Fear of being eaten has the power to shape populations and drive evolution. The effect the authors report is large: exposed mothers produce litters with about fifty percent more pups compared to unexposed control mothers.

What is most striking about this study is that the cause of the change in numerical reproduction was indirect, says postdoctoral researcher Marko Haapakoski from the University of Jyväskylä, Finland. Second-hand information about predators was sufficient to increase the number of offspring, he continues.

Chemical messages

Predation involves more than just predators consuming prey.

Predators can also scare the living daylights out of the animals they target. Our study demonstrates that the resulting fear changes how these prey animals behave and reproduce, explains Dr. Kevin Matson from Wageningen University, The Netherlands.

The study shows that a frightening experience can be communicated to neighboring individuals in the population, even when the neighbors do not see, smell, or hear an actual predator themselves.

When a separate group of male voles were exposed to a weasel, they produced chemical messages that could be read by the voles in our study, explains Alwin Hardenbol, who conducted this research as part of his master's thesis at Wageningen University, The Netherlands.

Vole mothers might produce more offspring when they sense their chances of being eaten soon are high and that their next litter may be their last. Simple physiological mechanisms could allow mothers to adjust litter size.

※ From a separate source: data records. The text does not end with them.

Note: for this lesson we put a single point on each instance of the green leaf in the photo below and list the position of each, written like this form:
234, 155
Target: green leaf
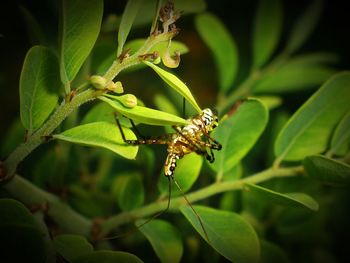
341, 137
107, 256
129, 14
304, 25
300, 72
228, 233
270, 252
72, 246
185, 6
12, 138
20, 239
164, 104
101, 134
293, 77
81, 24
38, 87
161, 47
175, 83
145, 115
238, 134
186, 174
89, 202
99, 112
327, 170
34, 30
271, 102
134, 46
267, 30
164, 238
309, 129
131, 193
104, 112
222, 45
286, 199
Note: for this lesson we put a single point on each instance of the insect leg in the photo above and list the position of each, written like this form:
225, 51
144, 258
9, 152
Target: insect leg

For example, previous research has shown that females can produce more pups simply by mating with more males.

Implications of the findings

Danielle Lee of the Southern Illinois University (USA), an ecologist specializing in rodent behavior and who is unaffiliated with this research project, described the significance of this research.

This innovative experimental study bridges the proximate and ultimate explanations of small mammal behavioral responses. It's been long hypothesized that small, highly fecund (so called "r-selected") species like voles might respond to heavy predation via reproductive compensation. This field study shows how these responses are mediated via chemo-olfactory cues, she says. The work demonstrates once again the importance of this modality for intraspecific communication, population regulation, and trophic interactions, she continues.